- O yılanı görünce kendisine iyilik eden atlıya secde etti.
- چون بدید از خود برون آن مار را ** سجده آورد آن نکو کردار را
- O kapkara çirkin ve heybetli yılanı görünce bütün dertlerini unuttu. 1895
- سهم آن مار سیاه زشت زفت ** چون بدید آن دردها از وی برفت
- Dedi ki: “ Sen, bir rahmet Cebrailisin yahut da velinimet Allah’sın
- گفت خود تو جبرییل رحمتی ** یا خدایی که ولی نعمتی
- Ne kutlu saatmiş ki beni gördün. Ölüydüm, bana yeni bir can bağışladın.
- ای مبارک ساعتی که دیدیام ** مرده بودم جان نو بخشیدیام
- Sen, beni analar gibi aramaktayken, ben eşekler gibi senden kaçıyordum.
- تو مرا جویان مثال مادران ** من گریزان از تو مانند خران
- Eşek, sahibinden eşekliği yüzünden kaçar. Hâlbuki sahibi, iyiliğinden dolayı onun peşine düşer.
- خر گریزد از خداوند از خری ** صاحبش در پی ز نیکو گوهری
- Onu, bir fayda elde etmek, bir ziyandan kurtulmak için aramaz. Kurt, yahut yırtıcı bir canavar paralamasın diye arar. 1900
- نه از پی سود و زیان میجویدش ** لیک تا در گرگش ندرد یا ددش
- Ne mutlu yüzünü görene yahut ansızın senin bulunduğun yere ulaşana!

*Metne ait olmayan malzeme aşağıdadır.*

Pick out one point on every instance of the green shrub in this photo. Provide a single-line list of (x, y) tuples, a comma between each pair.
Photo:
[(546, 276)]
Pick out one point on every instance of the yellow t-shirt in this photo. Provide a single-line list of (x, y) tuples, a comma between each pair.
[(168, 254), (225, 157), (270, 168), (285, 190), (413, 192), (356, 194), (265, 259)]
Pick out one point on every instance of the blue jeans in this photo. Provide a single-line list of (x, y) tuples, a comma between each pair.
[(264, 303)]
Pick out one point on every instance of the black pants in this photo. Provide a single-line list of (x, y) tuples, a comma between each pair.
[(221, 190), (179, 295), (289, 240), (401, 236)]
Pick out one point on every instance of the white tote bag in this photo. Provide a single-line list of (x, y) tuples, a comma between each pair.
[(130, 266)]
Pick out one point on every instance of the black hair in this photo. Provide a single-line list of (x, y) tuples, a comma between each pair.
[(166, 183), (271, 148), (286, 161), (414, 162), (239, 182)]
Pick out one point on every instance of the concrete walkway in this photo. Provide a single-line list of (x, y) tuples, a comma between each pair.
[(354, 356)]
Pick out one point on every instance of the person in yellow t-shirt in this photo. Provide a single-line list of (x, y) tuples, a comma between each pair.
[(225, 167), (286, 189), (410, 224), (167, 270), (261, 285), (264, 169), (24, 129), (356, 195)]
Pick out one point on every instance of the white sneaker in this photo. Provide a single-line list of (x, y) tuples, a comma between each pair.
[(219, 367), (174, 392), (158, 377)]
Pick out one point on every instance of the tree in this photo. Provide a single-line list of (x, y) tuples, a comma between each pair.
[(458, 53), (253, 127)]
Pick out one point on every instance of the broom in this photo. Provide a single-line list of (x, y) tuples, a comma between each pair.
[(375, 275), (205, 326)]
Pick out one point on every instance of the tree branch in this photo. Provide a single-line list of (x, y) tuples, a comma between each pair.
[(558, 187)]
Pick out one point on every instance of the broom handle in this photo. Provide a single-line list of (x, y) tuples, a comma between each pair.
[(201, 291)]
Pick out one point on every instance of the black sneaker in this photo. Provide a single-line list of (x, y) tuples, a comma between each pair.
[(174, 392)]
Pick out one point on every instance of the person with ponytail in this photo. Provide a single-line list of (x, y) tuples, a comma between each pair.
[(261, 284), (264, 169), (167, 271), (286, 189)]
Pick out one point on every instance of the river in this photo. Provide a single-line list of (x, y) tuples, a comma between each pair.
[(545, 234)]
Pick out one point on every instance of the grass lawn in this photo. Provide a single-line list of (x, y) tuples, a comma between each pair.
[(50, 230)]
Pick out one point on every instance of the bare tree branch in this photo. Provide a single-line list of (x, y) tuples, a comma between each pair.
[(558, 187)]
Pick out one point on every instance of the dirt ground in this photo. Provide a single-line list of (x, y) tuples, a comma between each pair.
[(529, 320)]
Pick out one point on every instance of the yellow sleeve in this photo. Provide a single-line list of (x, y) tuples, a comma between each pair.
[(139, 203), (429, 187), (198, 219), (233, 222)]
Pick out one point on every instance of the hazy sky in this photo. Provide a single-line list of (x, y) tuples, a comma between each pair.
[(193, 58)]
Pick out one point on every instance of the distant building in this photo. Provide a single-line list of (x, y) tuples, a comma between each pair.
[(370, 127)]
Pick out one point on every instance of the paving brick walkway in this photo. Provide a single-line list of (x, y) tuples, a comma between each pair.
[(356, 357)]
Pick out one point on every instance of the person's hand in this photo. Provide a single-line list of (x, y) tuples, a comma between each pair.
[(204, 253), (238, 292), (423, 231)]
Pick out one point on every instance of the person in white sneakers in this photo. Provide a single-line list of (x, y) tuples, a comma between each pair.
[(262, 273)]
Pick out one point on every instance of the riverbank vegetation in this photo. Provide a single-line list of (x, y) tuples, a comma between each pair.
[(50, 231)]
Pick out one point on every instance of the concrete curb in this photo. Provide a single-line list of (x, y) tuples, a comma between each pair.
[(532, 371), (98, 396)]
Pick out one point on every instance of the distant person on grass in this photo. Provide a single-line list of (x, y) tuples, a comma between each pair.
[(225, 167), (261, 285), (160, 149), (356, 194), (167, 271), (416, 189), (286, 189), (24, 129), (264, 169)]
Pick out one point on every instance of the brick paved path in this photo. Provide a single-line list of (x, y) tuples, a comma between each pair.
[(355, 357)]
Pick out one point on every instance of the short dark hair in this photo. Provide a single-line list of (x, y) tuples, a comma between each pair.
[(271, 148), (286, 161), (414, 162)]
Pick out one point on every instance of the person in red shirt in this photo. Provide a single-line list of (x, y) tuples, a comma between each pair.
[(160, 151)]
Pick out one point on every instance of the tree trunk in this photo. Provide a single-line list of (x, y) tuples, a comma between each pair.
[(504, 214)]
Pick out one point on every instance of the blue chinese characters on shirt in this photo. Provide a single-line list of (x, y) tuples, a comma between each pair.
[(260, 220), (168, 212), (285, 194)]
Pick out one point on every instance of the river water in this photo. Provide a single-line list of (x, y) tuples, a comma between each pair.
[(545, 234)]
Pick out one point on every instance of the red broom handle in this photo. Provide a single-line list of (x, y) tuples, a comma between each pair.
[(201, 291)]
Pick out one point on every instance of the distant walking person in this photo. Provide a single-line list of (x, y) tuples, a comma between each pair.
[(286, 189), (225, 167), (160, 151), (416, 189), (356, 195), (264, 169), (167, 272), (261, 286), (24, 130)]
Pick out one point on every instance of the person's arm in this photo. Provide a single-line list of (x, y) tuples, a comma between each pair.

- ای خنک آن را که بیند روی تو ** یا در افتد ناگهان در کوی تو
- Pak ruh bile seni övmüş. Hâlbuki ben, sana ne kadar kötü ve saçma şeyler söyledim.
- ای روان پاک بستوده ترا ** چند گفتم ژاژ و بیهوده ترا
- Fakat efendim, padişahlar padişahı sultanım, onları ben söylemedim, bilgisizliğim söyledi.